Reputation: 1465
I am trying to implement box filter in C-CUDA, starting with implementing matrix average problem in CUDA first. When I try following code without commenting those lines within for loops than I get the certain output. But when I comment those lines then it generates the same output again!
if(tx==0)
for(int i=1;i<=radius;i++)
{
//sharedTile[radius+ty][radius-i] = 6666.0;
}
if(tx==(Dx-1))
for(int i=0;i<radius;i++)
{
//sharedTile[radius+ty][radius+Dx+i] = 7777;
}
if(ty==0)
for(int i=1;i<=radius;i++)
{
//sharedTile[radius-i][radius+tx]= 8888;
}
if(ty==(Dy-1))
for(int i=0;i<radius;i++)
{
//sharedTile[radius+Dy+i][radius+tx] = 9999;
}
if((tx==0)&&(ty==0))
for(int i=globalRow,l=0;i<HostPaddedRow,l<radius;i++,l++)
{
for(int j=globalCol,m=0;j<HostPaddedCol,m<radius;j++,m++)
{
//sharedTile[l][m]=8866;
}
}
if((tx==(Dx-1))&&(ty==(Dx-1)))
for(int i=(HostPaddedRow+1),l=(radius+Dx);i<(HostPaddedRow+1+radius),l<(TILE+2*radius);i++,l++)
{
for(int j=HostPaddedCol,m=(radius+Dx);j<(HostPaddedCol+radius),m<(TILE+2*radius);j++,m++)
{
//sharedTile[l][m]=7799.0;
}
}
if((tx==(Dx-1))&&(ty==0))
for(int i=(globalRow),l=0;i<HostPaddedRow,l<radius;i++,l++)
{
for(int j=(HostPaddedCol+1),m=(radius+Dx);j<(HostPaddedCol+1+radius),m<(TILE+2*radius);j++,m++)
{
//sharedTile[l][m]=9966;
}
}
if((tx==0)&&(ty==(Dy-1)))
for(int i=(HostPaddedRow+1),l=(radius+Dy);i<(HostPaddedRow+1+radius),l<(TILE+2*radius);i++,l++)
{
for(int j=globalCol,m=0;j<HostPaddedCol,m<radius;j++,m++)
{
//sharedTile[l][m]=0.0;
}
}
__syncthreads();
You can ignore those for loop conditions and all, they are irrelevant here right now. May basic problem and question is why am I getting the same vales even after commenting those lines? I tried making some modification in my main program and kernel as well. Also entered manual errors and removed them, and again compiled and executed the same code, but still getting same values. Is there any way to clear cache memory in CUDA? I am using Nsight + RedHat + CUDA 5.5. Thanks in advance.
Upvotes: 1
Views: 5488
Reputation: 5697
why am I getting the same vales even after commenting those lines?

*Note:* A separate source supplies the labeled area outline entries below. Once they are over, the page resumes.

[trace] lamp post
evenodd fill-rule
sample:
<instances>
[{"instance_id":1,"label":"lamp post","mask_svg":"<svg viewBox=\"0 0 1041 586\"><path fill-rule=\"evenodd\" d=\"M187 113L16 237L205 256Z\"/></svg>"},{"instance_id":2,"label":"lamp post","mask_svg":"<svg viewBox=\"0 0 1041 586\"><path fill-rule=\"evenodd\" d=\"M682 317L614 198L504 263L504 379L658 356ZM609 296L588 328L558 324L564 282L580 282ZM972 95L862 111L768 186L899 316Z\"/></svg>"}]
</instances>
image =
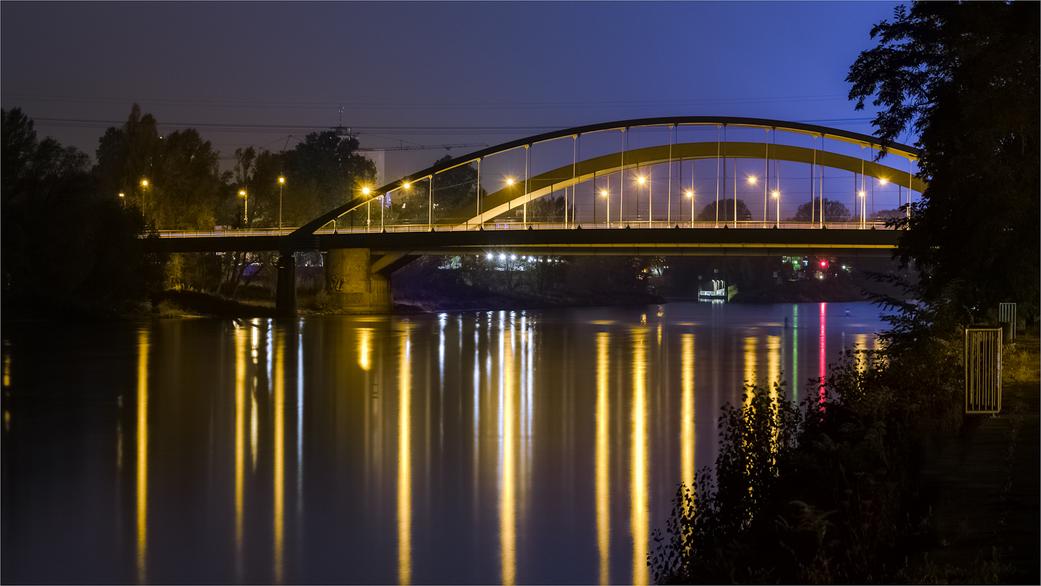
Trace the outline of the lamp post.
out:
<instances>
[{"instance_id":1,"label":"lamp post","mask_svg":"<svg viewBox=\"0 0 1041 586\"><path fill-rule=\"evenodd\" d=\"M145 216L145 222L148 223L148 200L145 198L145 188L148 187L148 179L141 180L141 212Z\"/></svg>"},{"instance_id":2,"label":"lamp post","mask_svg":"<svg viewBox=\"0 0 1041 586\"><path fill-rule=\"evenodd\" d=\"M278 178L278 235L282 235L282 186L285 185L285 177Z\"/></svg>"}]
</instances>

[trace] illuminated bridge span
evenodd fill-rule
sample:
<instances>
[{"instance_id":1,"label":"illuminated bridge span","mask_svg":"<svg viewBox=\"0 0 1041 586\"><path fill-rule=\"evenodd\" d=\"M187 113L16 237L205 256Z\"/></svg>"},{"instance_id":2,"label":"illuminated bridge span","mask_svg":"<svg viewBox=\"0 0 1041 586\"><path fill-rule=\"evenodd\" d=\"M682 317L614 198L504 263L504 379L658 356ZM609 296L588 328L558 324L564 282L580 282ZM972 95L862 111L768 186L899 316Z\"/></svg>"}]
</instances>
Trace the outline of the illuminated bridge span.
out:
<instances>
[{"instance_id":1,"label":"illuminated bridge span","mask_svg":"<svg viewBox=\"0 0 1041 586\"><path fill-rule=\"evenodd\" d=\"M874 160L881 148L874 136L773 120L629 120L358 185L344 205L281 235L162 235L173 251L281 251L286 313L295 292L282 283L294 282L293 254L305 250L328 251L327 282L347 283L334 294L362 310L389 308L390 272L424 254L888 256L897 234L872 212L904 209L925 184L914 174L917 149L888 145L898 163L888 167Z\"/></svg>"}]
</instances>

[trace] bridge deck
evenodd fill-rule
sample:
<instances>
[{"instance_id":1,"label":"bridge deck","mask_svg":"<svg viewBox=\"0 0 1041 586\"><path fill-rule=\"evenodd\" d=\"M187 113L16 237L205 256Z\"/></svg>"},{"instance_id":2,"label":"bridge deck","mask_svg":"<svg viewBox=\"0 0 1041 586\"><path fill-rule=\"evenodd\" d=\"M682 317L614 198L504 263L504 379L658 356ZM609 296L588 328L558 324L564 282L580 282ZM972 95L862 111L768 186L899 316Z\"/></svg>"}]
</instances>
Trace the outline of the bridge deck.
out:
<instances>
[{"instance_id":1,"label":"bridge deck","mask_svg":"<svg viewBox=\"0 0 1041 586\"><path fill-rule=\"evenodd\" d=\"M782 223L782 228L762 222L714 223L641 222L630 228L612 224L487 224L454 229L426 225L322 230L309 241L289 245L291 229L228 230L213 232L163 232L152 239L170 252L332 250L367 248L374 254L483 254L510 249L544 255L654 255L654 256L885 256L892 254L899 232L884 225ZM676 226L679 226L677 228ZM725 227L726 226L726 227ZM873 229L872 229L873 228Z\"/></svg>"}]
</instances>

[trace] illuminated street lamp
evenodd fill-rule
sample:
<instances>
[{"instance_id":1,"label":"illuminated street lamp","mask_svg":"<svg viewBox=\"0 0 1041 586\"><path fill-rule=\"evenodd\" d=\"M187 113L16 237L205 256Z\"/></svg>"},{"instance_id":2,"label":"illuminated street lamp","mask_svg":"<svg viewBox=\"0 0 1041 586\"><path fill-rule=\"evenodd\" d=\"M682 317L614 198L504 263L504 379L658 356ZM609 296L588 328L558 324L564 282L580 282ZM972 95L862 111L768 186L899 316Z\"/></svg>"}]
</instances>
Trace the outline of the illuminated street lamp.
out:
<instances>
[{"instance_id":1,"label":"illuminated street lamp","mask_svg":"<svg viewBox=\"0 0 1041 586\"><path fill-rule=\"evenodd\" d=\"M285 177L278 178L278 235L282 235L282 187L285 185Z\"/></svg>"},{"instance_id":2,"label":"illuminated street lamp","mask_svg":"<svg viewBox=\"0 0 1041 586\"><path fill-rule=\"evenodd\" d=\"M145 215L145 221L147 222L148 221L148 206L146 204L147 204L148 200L145 198L145 188L146 187L148 187L148 179L142 179L141 180L141 210L142 210L142 213Z\"/></svg>"}]
</instances>

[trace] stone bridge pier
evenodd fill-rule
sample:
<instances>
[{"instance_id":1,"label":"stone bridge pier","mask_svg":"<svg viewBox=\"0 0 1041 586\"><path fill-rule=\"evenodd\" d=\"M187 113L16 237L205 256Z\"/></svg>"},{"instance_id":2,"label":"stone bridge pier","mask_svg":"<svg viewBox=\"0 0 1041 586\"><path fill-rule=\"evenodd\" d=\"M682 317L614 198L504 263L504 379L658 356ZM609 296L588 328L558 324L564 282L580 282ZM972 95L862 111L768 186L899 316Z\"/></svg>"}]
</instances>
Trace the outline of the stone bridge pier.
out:
<instances>
[{"instance_id":1,"label":"stone bridge pier","mask_svg":"<svg viewBox=\"0 0 1041 586\"><path fill-rule=\"evenodd\" d=\"M370 249L336 249L323 254L325 291L331 309L348 313L387 313L393 309L390 274L414 257L373 255Z\"/></svg>"}]
</instances>

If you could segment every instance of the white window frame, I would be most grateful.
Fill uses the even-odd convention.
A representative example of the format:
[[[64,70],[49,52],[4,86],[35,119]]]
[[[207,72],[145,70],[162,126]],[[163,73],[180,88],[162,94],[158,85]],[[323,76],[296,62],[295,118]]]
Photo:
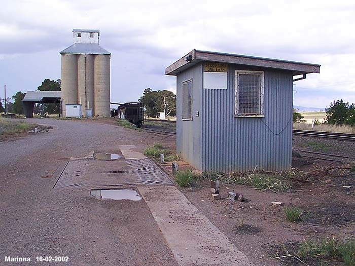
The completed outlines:
[[[183,114],[184,114],[184,84],[185,84],[185,83],[186,83],[186,84],[188,84],[187,86],[188,86],[188,86],[189,86],[189,85],[188,85],[188,83],[191,83],[191,100],[190,101],[191,101],[191,117],[189,117],[189,118],[187,118],[187,117],[184,118],[184,115],[183,115]],[[192,101],[193,101],[193,99],[192,99],[192,98],[193,98],[193,97],[192,97],[192,93],[193,93],[193,83],[192,83],[192,79],[190,79],[190,80],[187,80],[187,81],[184,81],[184,82],[183,82],[181,83],[181,91],[182,91],[182,93],[181,93],[181,95],[182,95],[182,101],[181,101],[181,102],[182,102],[182,112],[181,112],[181,118],[182,118],[182,119],[183,120],[184,120],[184,121],[192,121],[192,117],[193,117],[193,116],[192,115],[192,106],[193,106],[193,104],[192,104]]]
[[[239,113],[238,110],[238,95],[239,91],[239,74],[259,74],[260,75],[260,112],[258,114],[247,114]],[[235,106],[234,110],[234,116],[236,117],[264,117],[264,72],[263,71],[252,71],[252,70],[235,70]]]

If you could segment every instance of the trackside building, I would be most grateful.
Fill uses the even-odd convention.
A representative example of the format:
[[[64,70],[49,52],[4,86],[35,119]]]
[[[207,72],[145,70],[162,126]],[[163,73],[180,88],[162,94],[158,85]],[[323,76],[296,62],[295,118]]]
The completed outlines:
[[[178,154],[202,171],[289,169],[293,84],[320,66],[192,51],[165,69],[176,77]]]

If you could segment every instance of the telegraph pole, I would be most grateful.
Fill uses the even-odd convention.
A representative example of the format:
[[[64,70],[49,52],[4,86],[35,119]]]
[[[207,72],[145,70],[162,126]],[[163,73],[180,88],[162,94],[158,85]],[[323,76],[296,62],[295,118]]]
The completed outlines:
[[[6,104],[6,85],[4,85],[4,90],[5,91],[5,113],[7,113],[8,112],[8,108],[7,108],[7,105]]]

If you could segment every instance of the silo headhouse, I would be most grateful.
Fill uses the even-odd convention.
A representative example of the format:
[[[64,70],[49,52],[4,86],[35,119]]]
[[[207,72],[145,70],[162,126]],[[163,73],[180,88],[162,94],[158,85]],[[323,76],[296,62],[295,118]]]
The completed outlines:
[[[62,115],[109,117],[111,53],[99,45],[99,30],[73,32],[74,44],[60,52]]]

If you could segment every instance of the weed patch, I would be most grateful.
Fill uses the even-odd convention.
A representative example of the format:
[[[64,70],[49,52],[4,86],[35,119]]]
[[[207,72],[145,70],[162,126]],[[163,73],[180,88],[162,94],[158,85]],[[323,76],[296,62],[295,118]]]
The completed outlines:
[[[317,151],[328,151],[331,147],[323,143],[317,141],[306,141],[304,144],[306,146]]]
[[[121,127],[123,127],[126,128],[130,128],[131,129],[137,130],[138,128],[134,126],[133,124],[129,123],[127,120],[124,119],[118,119],[117,122],[117,125]]]
[[[296,206],[287,207],[284,210],[286,219],[293,222],[297,222],[307,219],[309,214]]]
[[[179,160],[179,157],[171,150],[164,148],[160,143],[155,143],[152,147],[147,148],[143,154],[147,157],[153,157],[159,160],[160,154],[164,154],[164,160],[165,162],[171,162]]]
[[[28,131],[36,126],[36,125],[34,124],[29,124],[23,121],[0,119],[0,135],[12,135]]]
[[[281,175],[261,173],[235,178],[236,183],[251,186],[256,189],[270,190],[275,192],[286,191],[292,187],[292,182]]]
[[[208,172],[203,172],[202,173],[202,177],[207,180],[216,181],[217,180],[223,180],[225,176],[223,173],[210,171]]]
[[[355,265],[354,240],[340,241],[333,237],[320,241],[287,242],[281,246],[280,249],[277,245],[273,246],[273,250],[269,250],[285,265],[339,265],[342,262],[346,266]]]
[[[178,171],[175,175],[176,183],[179,186],[186,187],[192,186],[194,184],[197,176],[191,170],[187,171]]]

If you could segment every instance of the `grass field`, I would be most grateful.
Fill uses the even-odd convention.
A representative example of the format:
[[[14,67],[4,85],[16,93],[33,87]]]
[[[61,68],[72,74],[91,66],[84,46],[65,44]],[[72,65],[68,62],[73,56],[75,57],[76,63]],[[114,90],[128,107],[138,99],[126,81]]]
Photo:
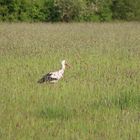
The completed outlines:
[[[0,23],[0,139],[139,140],[140,23]]]

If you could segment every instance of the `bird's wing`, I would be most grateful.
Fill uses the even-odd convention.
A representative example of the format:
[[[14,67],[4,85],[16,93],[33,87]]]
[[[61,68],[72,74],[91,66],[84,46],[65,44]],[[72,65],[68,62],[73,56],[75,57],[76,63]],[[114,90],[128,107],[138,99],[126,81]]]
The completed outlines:
[[[56,79],[59,78],[59,72],[57,72],[57,71],[56,72],[51,72],[50,74],[51,74],[50,75],[51,78],[56,78]]]

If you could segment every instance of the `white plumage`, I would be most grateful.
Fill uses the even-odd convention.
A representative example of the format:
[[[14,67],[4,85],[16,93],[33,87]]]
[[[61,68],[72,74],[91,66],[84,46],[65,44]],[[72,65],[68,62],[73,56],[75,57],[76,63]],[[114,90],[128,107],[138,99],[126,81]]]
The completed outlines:
[[[44,75],[40,80],[38,80],[38,83],[44,83],[44,82],[55,83],[58,80],[60,80],[63,77],[65,66],[68,64],[66,64],[66,61],[63,60],[61,62],[61,65],[62,65],[62,68],[60,70],[55,71],[55,72],[49,72],[48,74]]]

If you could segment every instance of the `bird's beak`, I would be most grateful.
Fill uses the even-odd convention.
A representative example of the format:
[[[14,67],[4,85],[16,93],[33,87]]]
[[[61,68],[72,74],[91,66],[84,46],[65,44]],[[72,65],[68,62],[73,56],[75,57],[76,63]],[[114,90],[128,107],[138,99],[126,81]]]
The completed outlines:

Seems like sharedTile is pointing to the same piece of memory between multiple consecutive runs which is absolutely normal. Therefore commented out code does not "generate" anything, it is just your pointer pointing to the same memory which was not flushed.
Is there any way to clear cache memory in CUDA
I believe you are talking about clearing shared memory? If so then you can use analogy of approach described here. Instead of using cudaMemset
in host code you'll be zeroing out your shared memory from inside of kernel. The simplest approach is to place following code at the beginning of your kernel which declares sharedTile
(this is for one dimensional thread blocks, one dimensional shared memory array):
__global__ void your_kernel(int count) {
extern __shared__ float* sharedTile;
for (int i = threadIdx.x; i < count; i += blockDim.x)
sharedTile[i] = 0.0f;
__syncthreads();
// your code here
}
Following approaches do not guarantee clear shared memory as Robert Crovella pointed out in below comment:
nvidia-smi
with
--gpu-reset
parameter.Upvotes: 2